Moreover in this case, replacing the segment content with one of its
annotation values would not make much sense. However, it can be useful to
indicate such a value in a separate column, as *part of speech* in the
following example which also illustrates the possibility of replacing
the content of the key segment with an annotation value (here *letter
category*):

.. csv-table::
    :header: *__id__*, *__pos__*, *__left__*, *__key_segment__*, *__right__*, *part of speech*
    :stub-columns: 1
    :widths: 4 4 4 9 4 9

    1,  2,  *simpl*,  *vowel*, ---,      *adjective*
    2,  3,  ---,      *vowel*, *xample*, *noun*
    3,  3,  *exampl*, *vowel*, ---,      *noun*


These examples highlight the versatility of the **Context** widget, whose
possibilities are more diverse than those a basic concordancer typically
offers -- at the cost of a more complex application since it generally
involves being able to build and put in relation two or more distinct
segmentations of the analyzed text.

We conclude this overview of the capacities of the widget with the building
of collocation lists. First note that this functionality is here conceived
as a visualization option applicable to a concordance where the context is
defined in terms of the *neighboring* (rather than containing) segments.
Instead of representing the neighboring segments of each key segment
occurrence, we can in fact build a list of these (types of) segments with an
indication of the attraction or on the contrary repulsion between each of them
and the key segment.

Consider again the example of the concordance presented earlier where the
units are given by the *key_segments* segmentation and the context by the
*letter category* annotations values of the *letters* segmentation:

.. csv-table::
    :header: *__id__*, *__pos__*, *2L*, *1L*, *__key_segment__*, *1R*, *2R*
    :stub-columns: 1
    :widths: 1 1 2 2 3 2 2

    1,  7,   *consonant*,  *consonant*,   *e*,  *vowel*,     *consonant*
    2,  8,   *consonant*,  *vowel*,       *e*,  *consonant*, *vowel*
    3,  14,  *consonant*,  *consonant*,   *e*,  ---,         ---

The same data enable the program to produce the following collocation list:

.. csv-table::
    :header: "__unit__", *__mutual_info__*,    *__local_freq__*, *__local_prob__*, *__global_freq__*,    *__global_prob__*
    :stub-columns: 1
    :widths: 2 2 2 2 2 2

    *consonant*,    0.292781749228,     7,     0.7,    8,    0.571428571429
    *vowel*,        -0.51457317283,     3,     0.3,    6,    0.428571428571


The column *__mutual_info__* gives the mutual information (in bits) between
the key segment (here the letter *e)* and each value of the *letter category*
annotation that appeared close by (here at a maximum distance of 3 segments)
the key segments. This quantity is the binary logarithm of the ratio of the
probability of the *letter category* value in question close to the key
segment and its probability in the context segmentation in general.

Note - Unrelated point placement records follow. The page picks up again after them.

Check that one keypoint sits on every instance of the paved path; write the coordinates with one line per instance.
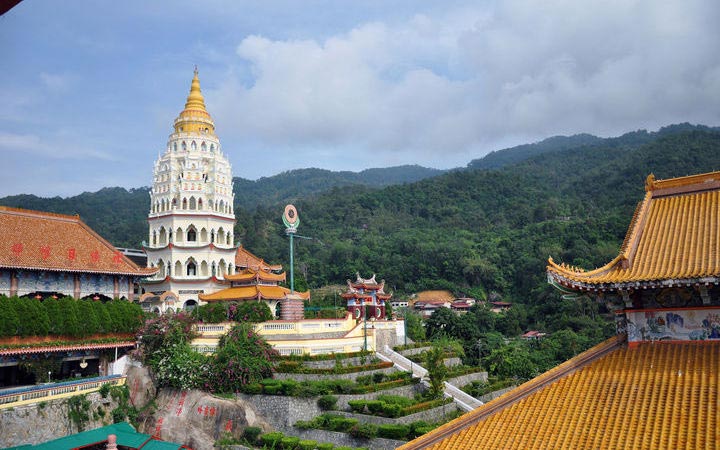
(465, 401)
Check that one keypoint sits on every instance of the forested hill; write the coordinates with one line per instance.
(508, 156)
(482, 231)
(288, 186)
(119, 215)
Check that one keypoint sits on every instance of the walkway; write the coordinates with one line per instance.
(465, 401)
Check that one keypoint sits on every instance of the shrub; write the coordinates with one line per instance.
(342, 424)
(290, 442)
(308, 445)
(252, 388)
(327, 402)
(272, 439)
(364, 431)
(357, 406)
(375, 406)
(251, 434)
(272, 389)
(393, 431)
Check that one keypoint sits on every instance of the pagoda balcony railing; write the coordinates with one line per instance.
(33, 394)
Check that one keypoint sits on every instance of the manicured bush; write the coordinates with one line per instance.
(252, 388)
(357, 406)
(375, 406)
(308, 444)
(251, 434)
(342, 424)
(327, 402)
(364, 431)
(272, 439)
(290, 442)
(393, 431)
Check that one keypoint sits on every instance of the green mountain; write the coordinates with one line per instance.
(289, 186)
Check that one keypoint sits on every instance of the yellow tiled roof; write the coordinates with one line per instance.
(252, 292)
(674, 234)
(652, 396)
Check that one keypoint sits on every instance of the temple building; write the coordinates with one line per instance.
(191, 219)
(47, 254)
(366, 297)
(653, 385)
(259, 281)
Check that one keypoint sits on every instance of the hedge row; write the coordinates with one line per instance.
(334, 422)
(67, 317)
(297, 367)
(293, 388)
(278, 441)
(385, 408)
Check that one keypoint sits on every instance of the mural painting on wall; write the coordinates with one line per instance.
(677, 325)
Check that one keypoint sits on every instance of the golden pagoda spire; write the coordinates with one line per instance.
(195, 99)
(194, 118)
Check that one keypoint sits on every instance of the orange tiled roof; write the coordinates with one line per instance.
(259, 292)
(47, 241)
(674, 234)
(647, 397)
(251, 275)
(245, 259)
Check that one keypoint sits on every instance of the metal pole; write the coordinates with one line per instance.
(292, 267)
(365, 325)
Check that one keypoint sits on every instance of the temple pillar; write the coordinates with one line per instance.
(76, 286)
(13, 283)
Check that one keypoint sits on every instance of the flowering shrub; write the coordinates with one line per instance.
(243, 357)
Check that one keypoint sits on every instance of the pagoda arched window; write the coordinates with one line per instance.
(191, 269)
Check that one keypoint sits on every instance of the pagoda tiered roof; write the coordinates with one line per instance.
(250, 275)
(651, 396)
(35, 240)
(673, 238)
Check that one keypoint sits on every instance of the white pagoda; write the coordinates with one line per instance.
(191, 218)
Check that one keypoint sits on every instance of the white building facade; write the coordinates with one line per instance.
(191, 219)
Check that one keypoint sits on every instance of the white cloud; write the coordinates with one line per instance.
(460, 83)
(12, 143)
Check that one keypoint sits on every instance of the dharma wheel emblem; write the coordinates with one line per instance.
(291, 219)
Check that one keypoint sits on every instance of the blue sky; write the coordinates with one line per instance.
(90, 88)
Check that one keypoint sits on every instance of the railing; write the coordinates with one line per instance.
(33, 394)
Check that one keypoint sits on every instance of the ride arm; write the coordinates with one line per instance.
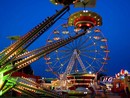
(23, 42)
(38, 54)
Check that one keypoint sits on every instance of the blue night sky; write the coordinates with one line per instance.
(19, 16)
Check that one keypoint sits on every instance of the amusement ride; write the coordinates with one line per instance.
(75, 52)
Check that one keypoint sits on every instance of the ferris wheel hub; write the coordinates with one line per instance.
(85, 19)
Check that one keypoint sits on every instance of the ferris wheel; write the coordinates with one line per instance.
(87, 54)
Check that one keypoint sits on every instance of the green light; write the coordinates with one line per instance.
(1, 79)
(0, 93)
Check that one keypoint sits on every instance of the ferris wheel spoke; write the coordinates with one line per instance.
(65, 56)
(88, 56)
(87, 51)
(83, 42)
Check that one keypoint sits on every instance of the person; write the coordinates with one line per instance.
(93, 90)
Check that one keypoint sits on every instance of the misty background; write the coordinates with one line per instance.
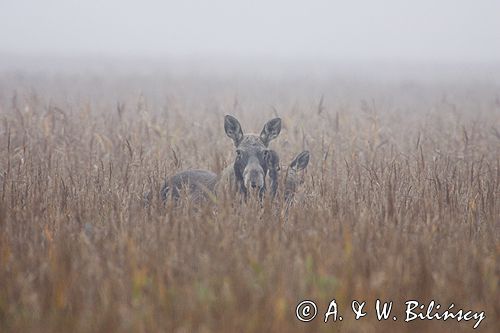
(252, 34)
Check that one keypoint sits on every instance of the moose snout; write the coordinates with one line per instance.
(254, 178)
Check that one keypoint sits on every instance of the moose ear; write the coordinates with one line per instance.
(272, 160)
(270, 131)
(301, 161)
(233, 129)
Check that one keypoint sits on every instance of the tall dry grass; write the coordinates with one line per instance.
(400, 201)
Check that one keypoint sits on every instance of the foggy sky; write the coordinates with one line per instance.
(424, 30)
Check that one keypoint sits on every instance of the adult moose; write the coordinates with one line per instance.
(247, 174)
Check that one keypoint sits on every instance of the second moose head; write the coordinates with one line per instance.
(250, 165)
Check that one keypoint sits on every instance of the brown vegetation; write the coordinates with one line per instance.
(400, 201)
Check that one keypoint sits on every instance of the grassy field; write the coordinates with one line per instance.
(400, 201)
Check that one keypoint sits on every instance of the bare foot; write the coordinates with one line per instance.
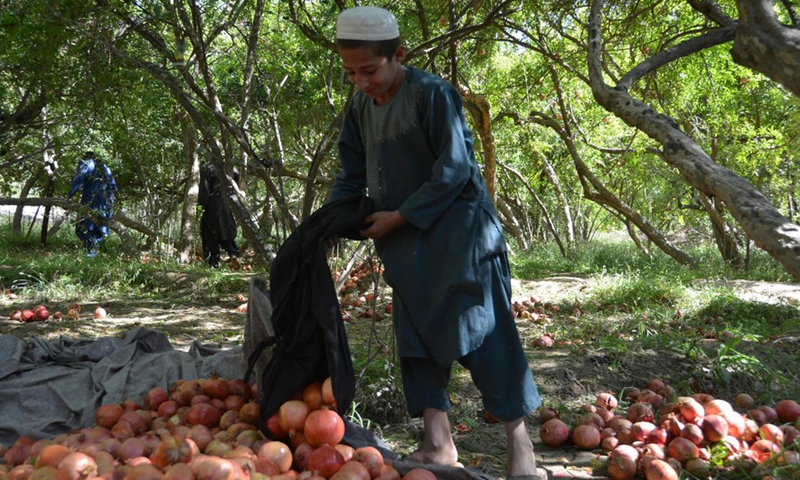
(438, 447)
(521, 459)
(436, 457)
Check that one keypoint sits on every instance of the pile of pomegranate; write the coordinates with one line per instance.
(659, 434)
(204, 429)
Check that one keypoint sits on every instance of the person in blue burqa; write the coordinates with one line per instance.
(97, 185)
(406, 143)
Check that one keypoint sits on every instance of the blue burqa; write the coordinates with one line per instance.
(98, 186)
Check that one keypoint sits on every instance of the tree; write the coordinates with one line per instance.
(771, 231)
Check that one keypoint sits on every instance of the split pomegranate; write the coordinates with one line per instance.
(278, 452)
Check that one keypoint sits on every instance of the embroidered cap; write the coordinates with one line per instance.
(366, 23)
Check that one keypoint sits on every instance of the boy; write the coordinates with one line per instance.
(406, 142)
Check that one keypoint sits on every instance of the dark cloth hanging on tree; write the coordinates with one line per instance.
(217, 225)
(310, 342)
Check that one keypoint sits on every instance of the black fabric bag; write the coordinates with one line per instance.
(309, 341)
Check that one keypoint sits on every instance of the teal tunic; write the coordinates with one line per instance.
(415, 154)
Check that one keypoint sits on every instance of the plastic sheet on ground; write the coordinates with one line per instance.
(50, 387)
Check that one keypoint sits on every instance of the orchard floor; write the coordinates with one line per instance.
(565, 379)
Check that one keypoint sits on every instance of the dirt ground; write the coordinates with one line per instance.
(564, 379)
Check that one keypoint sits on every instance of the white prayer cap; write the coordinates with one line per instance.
(366, 23)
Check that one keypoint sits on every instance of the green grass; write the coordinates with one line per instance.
(650, 302)
(609, 257)
(62, 270)
(639, 302)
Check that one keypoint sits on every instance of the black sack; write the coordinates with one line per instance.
(309, 340)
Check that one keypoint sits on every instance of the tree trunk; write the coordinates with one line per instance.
(16, 226)
(119, 223)
(189, 213)
(765, 45)
(511, 225)
(724, 238)
(480, 110)
(548, 220)
(759, 218)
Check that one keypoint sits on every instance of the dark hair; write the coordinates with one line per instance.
(381, 48)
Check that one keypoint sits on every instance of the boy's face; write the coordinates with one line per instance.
(376, 76)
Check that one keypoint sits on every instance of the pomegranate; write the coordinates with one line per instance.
(419, 473)
(660, 470)
(371, 457)
(554, 432)
(325, 461)
(323, 426)
(787, 411)
(292, 416)
(586, 437)
(714, 427)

Thus the *consonant* type appears 7 times in the surroundings of *e*
(*__local_freq__*), on a total of 10 segments that appeared close, hence the
"local" probability of 7/10 = 0.7 (*__local_prob__*); moreover the same type
appeared 8 times in the whole *letters* segmentation (*__global_freq__*), on a
total of 14 segments, hence the "global" probability of 8/14 = 0.57
(*__global_prob__*). Finally the binary logarithm of 0.7/0.57 = 1.22 is 0.3
bits (*__mutual_info__*), and this (slightly) positive value reflects the
(weak) attraction between *e* and the *consonant* type at a maximum distance
of 3 segments. Conversely, the negative mutual information between *e* and
*vowel* shows that these categories are in a rather repulsive relation in the
considered surrounding.

.. _context_fig1:

.. figure:: figures/context_example.png
    :align: center
    :alt: interface of the Context widget

    Figure 1: Interface of the **Context** widget.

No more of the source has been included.